So you have these iterative landscapes that require that you do dynamic optimization rather than just the static optimization that is commonly done in the AutoML setting for supervised learning.
And just to reiterate, HPO4RL has to deal with a much, much stronger non-stationarity than you are used to. So while we can use some approaches from the AutoML community to do hyperparameter optimization, there will be examples where it just does not work well because we have this high non-stationarity.
But so far, we have only looked at selecting an algorithm and optimizing hyperparameters. But there's more to the RL pipeline than these two examples. And for that, I want to just tell you that the next figures are from the survey that Teresa and I were involved at on AutoRL.
And what we saw there is that we have these learner tunables that are choosing the algorithm or potentially even learning the algorithm in a meta-learning style, and they associate the type of parameters.

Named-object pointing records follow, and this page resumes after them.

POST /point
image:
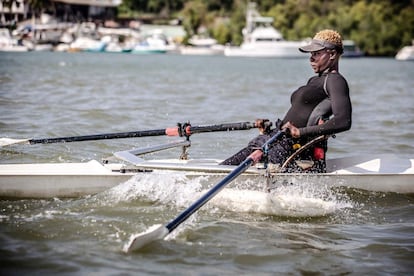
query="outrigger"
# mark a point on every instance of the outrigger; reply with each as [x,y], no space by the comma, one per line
[383,173]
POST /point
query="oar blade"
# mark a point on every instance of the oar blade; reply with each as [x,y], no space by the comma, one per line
[154,233]
[9,141]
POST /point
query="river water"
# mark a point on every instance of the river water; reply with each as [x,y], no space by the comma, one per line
[63,94]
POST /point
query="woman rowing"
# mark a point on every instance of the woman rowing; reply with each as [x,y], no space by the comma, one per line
[321,107]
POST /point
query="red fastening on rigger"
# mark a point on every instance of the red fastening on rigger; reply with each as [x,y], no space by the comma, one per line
[188,130]
[172,131]
[318,153]
[256,156]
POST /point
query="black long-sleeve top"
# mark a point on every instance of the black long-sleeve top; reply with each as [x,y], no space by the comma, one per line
[306,98]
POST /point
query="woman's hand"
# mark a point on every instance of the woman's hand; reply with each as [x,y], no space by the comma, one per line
[294,131]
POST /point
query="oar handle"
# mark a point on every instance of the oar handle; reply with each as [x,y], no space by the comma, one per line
[180,130]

But then there's also the actor level, right? The network that is, for example, parameterizing the policy and how it interacts with the environment. In the interest of time, I'm not going to talk about networks today, but rather about the environment because this is, again, something which is different to the supervised learning setting that you are most likely used to.
So what is the role of the environment here? For the environment, because we don't have fixed data, we have data generators, we could, for example, optimize the observation spaces. And that is maybe something that you are also used to in the supervised learning setting where you,
for example, use some cutout techniques or flipping the images and so on to get more robust models. And that's something that you could also do here to emphasize a generalization of your RL agent. But then there are the reward functions. Reward functions are not always optimal for the task that you're trying to solve, right?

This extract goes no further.